Mortgage Guaranty Insurance Corp. is asking Fannie Mae and Freddie Mac to resume rewarding consumers who finance their mortgage insurance.
Currently, if a borrower with a 10% down payment finances a mortgage insurance premium equaling 2% of the home value, Fannie and Freddie treat the mortgage not as a 90% loan-to-value mortgage, but as a 92% LTV loan.
That triggers deeper insurance requirements, increasing the overall cost of mortgage insurance for the consumer.
MGIC wants the agencies to treat such loans as no different from any other 90% LTV loan, arguing that they actually perform better than loans on which the premium is not financed.
MGIC introduced the financed premium option in 1988. Back then the agencies treated the loans more favorably, and MGIC wants them to return to that policy, said Geoff Cooper, director of corporate communications at the insurer.
In a confidential May 30 letter to Fannie Mae, MGIC's executive vice president, L.J. Pierzchalski, said consumers are turning to split mortgages as an alternative to buying insurance and that is draining business from MGIC and Fannie.

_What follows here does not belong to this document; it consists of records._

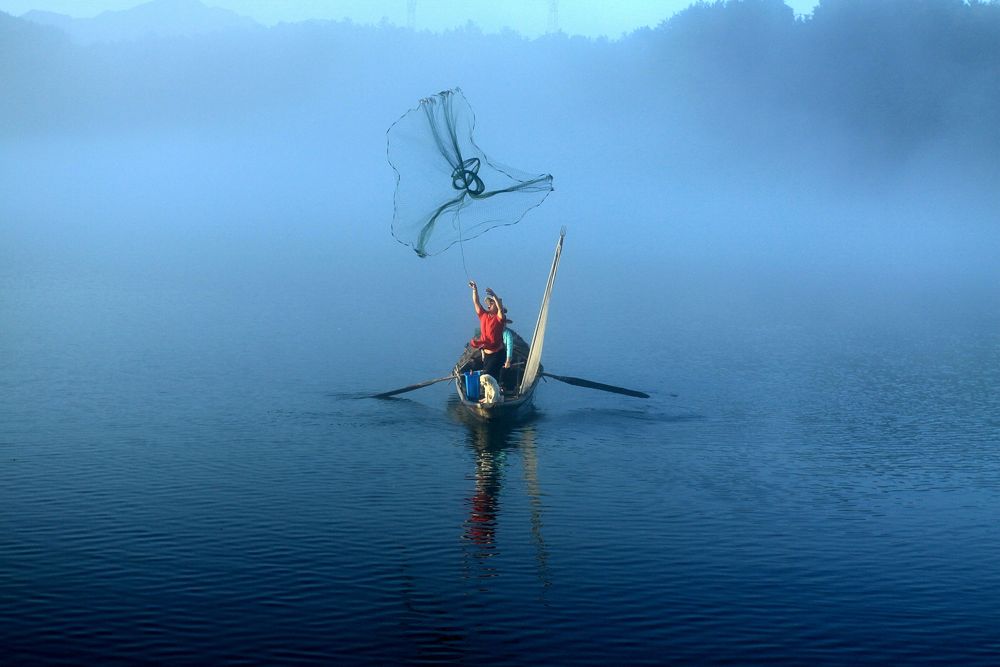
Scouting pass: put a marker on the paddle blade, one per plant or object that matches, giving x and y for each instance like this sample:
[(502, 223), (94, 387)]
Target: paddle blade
[(600, 386), (419, 385)]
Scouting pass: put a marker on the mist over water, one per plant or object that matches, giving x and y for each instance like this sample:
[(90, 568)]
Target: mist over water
[(790, 224)]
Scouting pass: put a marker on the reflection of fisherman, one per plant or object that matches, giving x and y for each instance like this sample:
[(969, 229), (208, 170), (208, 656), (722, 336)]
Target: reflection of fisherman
[(491, 326)]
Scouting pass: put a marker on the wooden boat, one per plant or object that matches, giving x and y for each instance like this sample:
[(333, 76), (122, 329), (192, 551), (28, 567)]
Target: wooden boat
[(518, 383), (515, 403), (521, 379)]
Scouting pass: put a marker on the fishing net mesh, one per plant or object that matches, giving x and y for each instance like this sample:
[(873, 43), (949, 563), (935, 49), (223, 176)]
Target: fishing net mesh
[(447, 190)]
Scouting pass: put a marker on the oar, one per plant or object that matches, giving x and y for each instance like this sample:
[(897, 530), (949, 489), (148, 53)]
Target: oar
[(403, 390), (580, 382)]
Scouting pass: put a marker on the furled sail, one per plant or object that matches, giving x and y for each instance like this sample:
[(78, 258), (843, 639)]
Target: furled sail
[(538, 338)]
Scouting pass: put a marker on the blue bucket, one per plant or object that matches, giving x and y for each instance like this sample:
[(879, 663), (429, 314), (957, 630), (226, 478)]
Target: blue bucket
[(472, 385)]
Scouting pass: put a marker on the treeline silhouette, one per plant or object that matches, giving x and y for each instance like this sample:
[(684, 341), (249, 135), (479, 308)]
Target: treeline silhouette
[(892, 75)]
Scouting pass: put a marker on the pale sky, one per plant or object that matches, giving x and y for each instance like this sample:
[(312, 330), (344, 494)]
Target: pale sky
[(591, 18)]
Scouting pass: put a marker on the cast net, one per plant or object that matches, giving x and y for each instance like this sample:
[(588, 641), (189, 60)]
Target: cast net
[(447, 190)]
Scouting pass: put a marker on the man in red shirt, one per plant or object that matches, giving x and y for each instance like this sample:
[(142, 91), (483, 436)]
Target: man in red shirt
[(491, 326)]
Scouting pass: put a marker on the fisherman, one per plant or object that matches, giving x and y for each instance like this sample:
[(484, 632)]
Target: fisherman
[(491, 325)]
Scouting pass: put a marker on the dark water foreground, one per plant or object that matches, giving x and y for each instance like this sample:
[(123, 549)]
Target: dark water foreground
[(172, 493)]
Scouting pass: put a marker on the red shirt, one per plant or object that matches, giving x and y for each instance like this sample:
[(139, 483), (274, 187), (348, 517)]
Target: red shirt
[(490, 332)]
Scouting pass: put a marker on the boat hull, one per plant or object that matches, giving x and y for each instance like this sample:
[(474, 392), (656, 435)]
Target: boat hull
[(512, 409)]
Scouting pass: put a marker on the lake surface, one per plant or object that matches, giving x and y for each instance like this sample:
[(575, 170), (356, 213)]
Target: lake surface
[(186, 476)]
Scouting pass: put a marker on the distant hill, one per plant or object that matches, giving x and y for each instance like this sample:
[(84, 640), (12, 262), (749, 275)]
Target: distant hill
[(158, 18)]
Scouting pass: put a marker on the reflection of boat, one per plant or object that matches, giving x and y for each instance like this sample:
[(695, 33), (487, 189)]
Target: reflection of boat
[(515, 399), (495, 445)]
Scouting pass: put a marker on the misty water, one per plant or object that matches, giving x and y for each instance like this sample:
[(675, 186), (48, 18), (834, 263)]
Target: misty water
[(196, 287)]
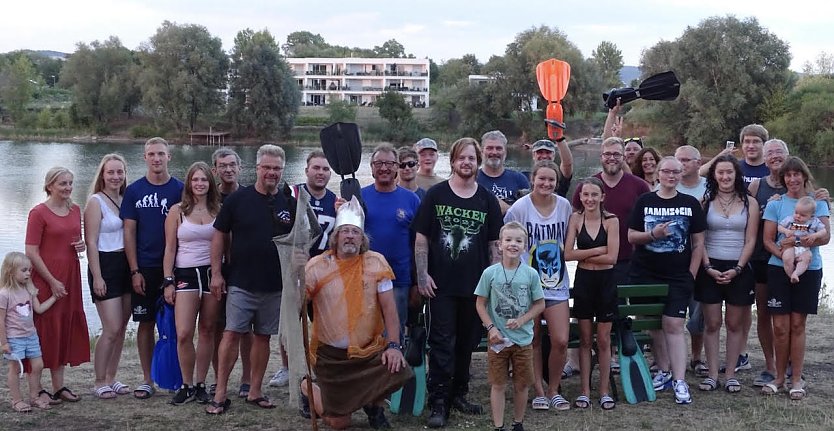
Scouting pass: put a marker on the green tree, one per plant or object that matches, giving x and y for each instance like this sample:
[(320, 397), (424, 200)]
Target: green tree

Typically, banks don't require mortgage insurance on an 80-10 or 75-15 split mortgage; they hold the smaller mortgage themselves and take the first loss, in the event of default. They may sell the first mortgage to investors.
"As a result, both MGIC and Fannie Mae are losing business and taking more risk. MGIC loses the mortgage insurance opportunity," the letter said. "Fannie Mae loses 10% to 15% of the purchase price in the form of second mortgages that go into a bank's portfolio," the letter continued.
MGIC sent a similar letter to Freddie Mac.